Stormy weather disruption continues in South East
- 8 February 2014
- From the section England
Rail passengers between London and Kent are facing fresh disruption because of a landslip caused by heavy rainfall.
Network Rail said services could not run from Swanley to Rochester following the collapse at Meopham.
Roads have also been shut near the River Nailbourne while emergency services help residents in Bridge and Patrixbourne affected by the flooding.
In Surrey, the River Thames has burst its banks at Chertsey, with homeowners warned to expect flooding.
Met Office warnings of wind and rain remained in place for the South East over the weekend but were revised from amber "be prepared" warnings to yellow "be aware" ones.
By Saturday afternoon, the Environment Agency had issued more than 30 flood warnings across Kent, Surrey and Sussex.
Out of those, about 20 were for the Surrey stretch of the River Thames, with another two for the River Wey.
Warnings also remained in place for three Kent rivers - the Beult, Medway and Stour.
Earlier, the Environment Agency warned the Thames was particularly at risk.
Canterbury City Council has handed out about 9,000 sandbags to businesses and residents in the district.
In a statement the council said: "The city council has placed sandbags in locations where they are needed. We have sophisticated monitoring systems and know where they are required and when to deploy them.
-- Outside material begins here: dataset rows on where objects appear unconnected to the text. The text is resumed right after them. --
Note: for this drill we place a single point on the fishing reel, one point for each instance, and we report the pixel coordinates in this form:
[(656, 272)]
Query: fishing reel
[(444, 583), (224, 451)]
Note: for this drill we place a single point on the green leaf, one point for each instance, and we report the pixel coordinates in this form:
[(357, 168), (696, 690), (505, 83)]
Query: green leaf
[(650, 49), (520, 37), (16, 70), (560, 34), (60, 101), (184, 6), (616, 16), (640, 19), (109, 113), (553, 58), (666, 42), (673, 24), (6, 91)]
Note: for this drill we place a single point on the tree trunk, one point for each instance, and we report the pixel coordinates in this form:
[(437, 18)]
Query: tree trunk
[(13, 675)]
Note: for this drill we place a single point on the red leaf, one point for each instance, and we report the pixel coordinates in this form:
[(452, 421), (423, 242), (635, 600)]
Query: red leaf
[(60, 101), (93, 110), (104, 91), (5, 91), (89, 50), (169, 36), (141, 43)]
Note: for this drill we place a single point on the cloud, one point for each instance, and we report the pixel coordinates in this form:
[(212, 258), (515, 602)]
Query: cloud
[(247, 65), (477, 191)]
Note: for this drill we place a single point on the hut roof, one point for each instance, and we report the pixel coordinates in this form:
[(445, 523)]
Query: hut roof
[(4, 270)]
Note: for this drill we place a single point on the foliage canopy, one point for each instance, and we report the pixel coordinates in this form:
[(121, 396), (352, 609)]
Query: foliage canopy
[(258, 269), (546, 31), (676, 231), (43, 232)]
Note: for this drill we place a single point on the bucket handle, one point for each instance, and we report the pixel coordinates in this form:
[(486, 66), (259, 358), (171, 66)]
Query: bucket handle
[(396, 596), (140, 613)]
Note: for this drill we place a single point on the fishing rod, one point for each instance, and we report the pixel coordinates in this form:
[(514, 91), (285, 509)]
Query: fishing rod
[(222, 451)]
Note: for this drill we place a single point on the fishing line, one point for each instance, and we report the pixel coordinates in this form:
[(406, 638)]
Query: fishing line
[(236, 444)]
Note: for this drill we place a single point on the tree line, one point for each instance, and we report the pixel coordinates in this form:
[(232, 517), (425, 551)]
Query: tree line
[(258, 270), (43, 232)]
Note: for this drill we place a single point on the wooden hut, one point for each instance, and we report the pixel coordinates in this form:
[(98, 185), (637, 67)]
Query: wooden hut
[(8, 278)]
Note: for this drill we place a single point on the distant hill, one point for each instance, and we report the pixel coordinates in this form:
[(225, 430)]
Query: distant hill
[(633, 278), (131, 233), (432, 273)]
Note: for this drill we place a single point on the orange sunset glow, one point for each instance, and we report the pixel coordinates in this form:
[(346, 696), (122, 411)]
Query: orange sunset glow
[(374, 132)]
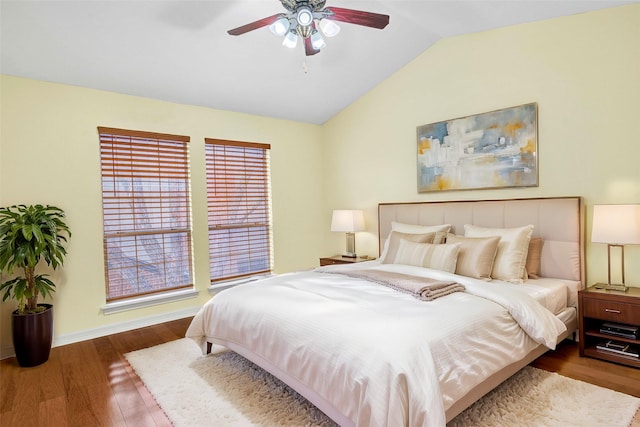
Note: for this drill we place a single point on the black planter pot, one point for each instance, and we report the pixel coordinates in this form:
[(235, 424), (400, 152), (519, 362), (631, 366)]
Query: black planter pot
[(32, 336)]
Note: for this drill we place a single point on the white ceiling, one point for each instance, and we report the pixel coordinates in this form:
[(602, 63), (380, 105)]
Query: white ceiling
[(179, 51)]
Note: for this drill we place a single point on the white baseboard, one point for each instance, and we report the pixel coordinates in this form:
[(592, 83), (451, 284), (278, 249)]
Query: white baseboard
[(8, 351)]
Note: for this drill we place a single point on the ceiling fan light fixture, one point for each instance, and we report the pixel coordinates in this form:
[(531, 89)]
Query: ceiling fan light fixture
[(329, 28), (317, 42), (280, 27), (304, 16), (290, 40)]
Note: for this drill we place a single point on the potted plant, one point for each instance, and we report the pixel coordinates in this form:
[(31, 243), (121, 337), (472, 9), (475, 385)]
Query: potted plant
[(29, 234)]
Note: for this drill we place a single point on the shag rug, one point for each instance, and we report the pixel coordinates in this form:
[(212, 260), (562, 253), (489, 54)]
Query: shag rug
[(224, 389)]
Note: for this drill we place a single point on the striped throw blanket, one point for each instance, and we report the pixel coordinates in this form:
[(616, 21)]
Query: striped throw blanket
[(423, 288)]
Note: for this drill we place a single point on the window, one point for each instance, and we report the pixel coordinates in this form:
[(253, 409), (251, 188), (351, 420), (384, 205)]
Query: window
[(146, 211), (239, 204)]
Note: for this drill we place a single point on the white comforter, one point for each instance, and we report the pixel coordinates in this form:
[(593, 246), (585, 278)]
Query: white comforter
[(377, 356)]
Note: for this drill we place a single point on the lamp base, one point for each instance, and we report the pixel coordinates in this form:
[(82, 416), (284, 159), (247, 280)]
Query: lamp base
[(612, 287)]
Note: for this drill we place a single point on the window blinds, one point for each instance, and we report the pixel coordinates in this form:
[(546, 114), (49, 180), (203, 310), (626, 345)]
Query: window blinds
[(239, 209), (146, 212)]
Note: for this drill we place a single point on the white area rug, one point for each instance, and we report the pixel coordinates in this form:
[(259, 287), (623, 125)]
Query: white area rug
[(224, 389)]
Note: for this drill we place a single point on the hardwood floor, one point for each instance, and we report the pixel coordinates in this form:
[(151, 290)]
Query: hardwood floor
[(90, 384)]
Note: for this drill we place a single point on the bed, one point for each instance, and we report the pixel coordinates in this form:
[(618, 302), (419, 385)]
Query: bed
[(362, 345)]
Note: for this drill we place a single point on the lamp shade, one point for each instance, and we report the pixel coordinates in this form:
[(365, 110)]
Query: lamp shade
[(347, 221), (616, 224)]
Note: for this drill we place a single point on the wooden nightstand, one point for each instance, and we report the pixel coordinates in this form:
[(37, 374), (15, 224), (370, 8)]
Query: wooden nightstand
[(339, 259), (600, 313)]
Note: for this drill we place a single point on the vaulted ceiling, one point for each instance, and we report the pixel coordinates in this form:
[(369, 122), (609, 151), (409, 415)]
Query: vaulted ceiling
[(180, 51)]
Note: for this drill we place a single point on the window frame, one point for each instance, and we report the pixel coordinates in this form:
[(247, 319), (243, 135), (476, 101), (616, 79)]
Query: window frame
[(253, 171), (156, 161)]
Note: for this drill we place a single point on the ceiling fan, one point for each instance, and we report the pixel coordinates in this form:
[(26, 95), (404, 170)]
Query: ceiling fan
[(304, 16)]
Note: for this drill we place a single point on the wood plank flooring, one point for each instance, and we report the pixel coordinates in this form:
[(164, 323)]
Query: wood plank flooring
[(90, 383)]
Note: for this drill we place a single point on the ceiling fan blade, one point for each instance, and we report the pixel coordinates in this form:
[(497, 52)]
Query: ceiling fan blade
[(255, 25), (358, 17), (308, 49)]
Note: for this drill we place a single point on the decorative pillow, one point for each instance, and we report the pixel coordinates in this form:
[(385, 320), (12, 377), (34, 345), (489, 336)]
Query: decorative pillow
[(419, 229), (512, 250), (532, 266), (393, 242), (476, 256), (438, 257), (415, 229)]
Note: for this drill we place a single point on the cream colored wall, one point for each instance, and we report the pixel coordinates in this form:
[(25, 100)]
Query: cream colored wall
[(49, 146), (582, 70)]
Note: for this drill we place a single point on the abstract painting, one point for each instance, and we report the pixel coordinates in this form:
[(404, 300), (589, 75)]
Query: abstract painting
[(497, 149)]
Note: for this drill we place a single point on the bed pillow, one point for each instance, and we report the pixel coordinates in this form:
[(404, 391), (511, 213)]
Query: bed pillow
[(391, 247), (437, 256), (419, 229), (532, 266), (512, 250), (476, 256), (416, 229)]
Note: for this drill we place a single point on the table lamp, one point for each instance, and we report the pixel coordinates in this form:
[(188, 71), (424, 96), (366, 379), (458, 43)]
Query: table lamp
[(348, 221), (616, 225)]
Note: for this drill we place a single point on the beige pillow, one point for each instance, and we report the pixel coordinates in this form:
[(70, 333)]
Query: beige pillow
[(532, 266), (476, 256), (394, 240), (419, 229), (415, 229), (436, 256), (512, 250)]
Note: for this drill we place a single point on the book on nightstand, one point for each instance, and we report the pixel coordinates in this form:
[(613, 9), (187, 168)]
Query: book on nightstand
[(627, 331), (619, 348)]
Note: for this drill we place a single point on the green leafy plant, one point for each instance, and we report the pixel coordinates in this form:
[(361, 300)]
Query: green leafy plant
[(29, 234)]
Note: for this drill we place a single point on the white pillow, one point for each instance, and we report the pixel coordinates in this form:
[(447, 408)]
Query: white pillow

"If you're driving in areas near the Nailbourne, take extra safety precautions because flood water could be on the road around any corner. This is particularly important at night when you won't be able to see it."
In Surrey, Spelthorne council said the Environment Agency had warned that river and ground water levels would rise, with warnings in place for most of its stretch of the Thames.
"This could be as serious or even exceed the levels experienced in January. There is a real risk that properties may flood," it said.
Motorists were warned by the Highways Agency to take extra care over the weekend as fallen trees, debris and flooding could make driving conditions hazardous.
Adrian Brown, from East Sussex Fire and Rescue Service, said heavy winds were forecast for later on Saturday and crews were watching for roof damage and risks to high-sided vehicles.
Crews had rescued a family from a car who tried to drive through flood water in Barcombe on Friday, he said.
"Please don't try and drive through flood water," he said. "Once the car reaches a certain level, it will float."